Für Arbeitgeber: Prüfen Sie Kündigungen sorgfältig auf Form und Verfahren, bevor Sie sie aussprechen. Stellen Sie sicher, dass die Kündigung schriftlich mit Original-Unterschrift erfolgt und alle erforderlichen Anhörungen (Betriebsrat, ggf. Zustimmung der Behörde bei geschützten Personen) erfolgt sind. Gerade fristlose Kündigungen sind fehleranfällig – dokumentieren Sie den Kündigungsgrund penibel und prüfen Sie mildere Mittel (Abmahnung, Versetzung), da Gerichte im Zweifel eher gegen die Wirksamkeit der Kündigung entscheiden. Bedenken Sie, dass Sie bei einer unwirksamen Kündigung nachträglich Lohn zahlen müssen und der Arbeitnehmer im Zweifel zurück an den Arbeitsplatz kommt. Tipp: Wenn sich im Prozess abzeichnet, dass die Kündigung kippt, können Sie erwägen, frühzeitig einen Vergleich (mit Beendigung und Abfindung) anzustreben, um Planungssicherheit zu erhalten. Eine einvernehmliche Lösung wie ein Aufhebungs- oder Abwicklungsvertrag kann oft kostengünstiger und schneller sein als ein langer Prozess. Lassen Sie sich auch hierbei anwaltlich beraten, um Fallstricke – etwa bei Abfindungshöhe, Zeugnis oder Sperrzeit-Problematik – zu vermeiden.

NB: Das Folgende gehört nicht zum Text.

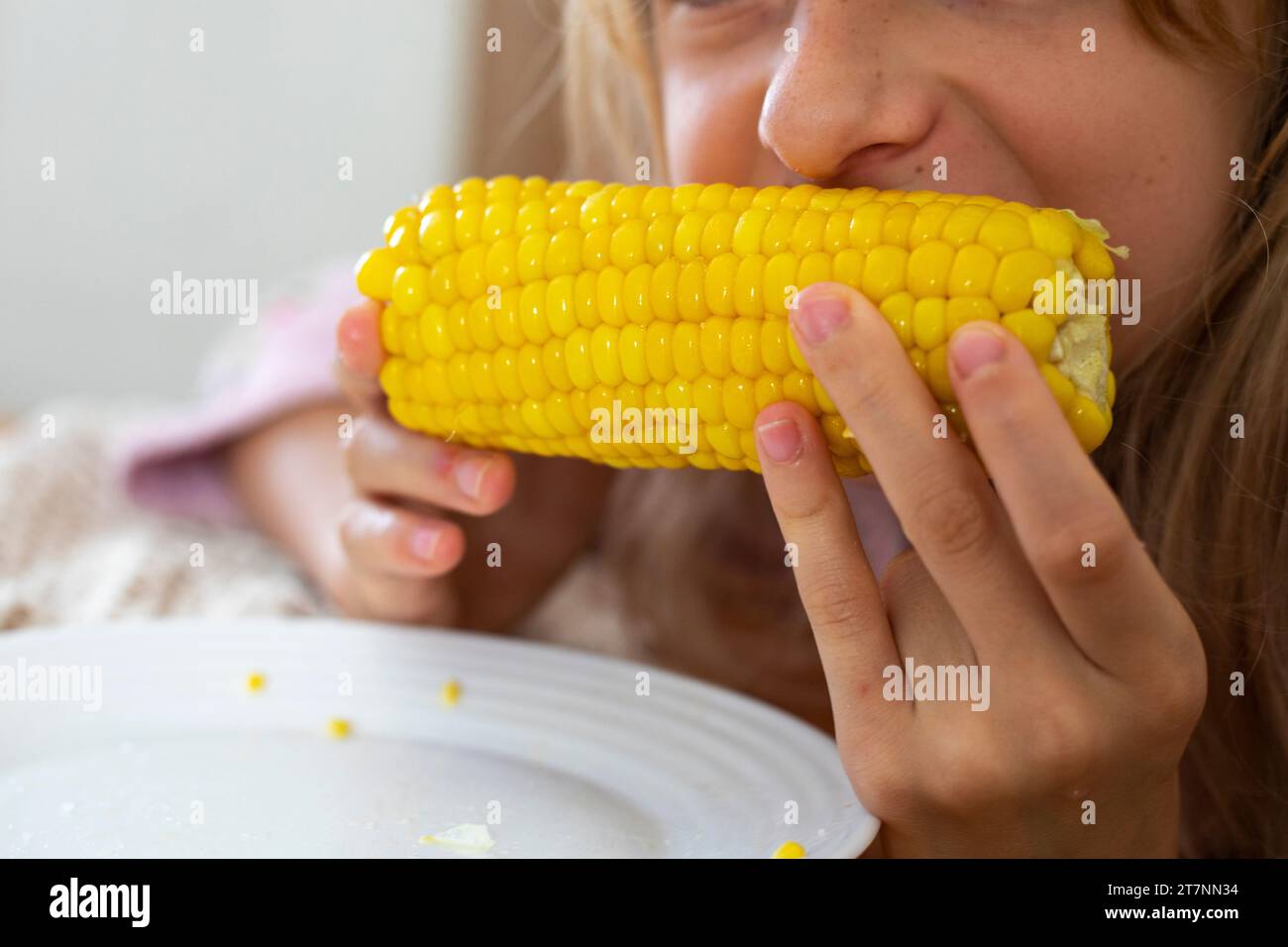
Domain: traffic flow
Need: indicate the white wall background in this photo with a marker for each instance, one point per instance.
(220, 163)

Eine unwirksame Kündigung bedeutet, dass das Arbeitsverhältnis fortbesteht. Hat der Arbeitnehmer rechtzeitig Kündigungsschutzklage erhoben, wird er so gestellt, als hätte es die Kündigung nie gegeben – mit allen Rechten auf Lohnzahlung. Für Arbeitnehmer ist dies eine existenzsichernde Chance, ihren Job oder zumindest eine Abfindung zu retten. Arbeitgeber hingegen müssen die strengen Kündigungsvorschriften kennen und einhalten, um teure Überraschungen zu vermeiden. Im Zweifel sollte frühzeitig fachkundiger Rat eingeholt werden, damit beide Seiten eine pragmatische und rechtssichere Lösung finden. So lassen sich die Risiken einer unwirksamen Kündigung und eines langen Kündigungsschutzprozesses minimieren.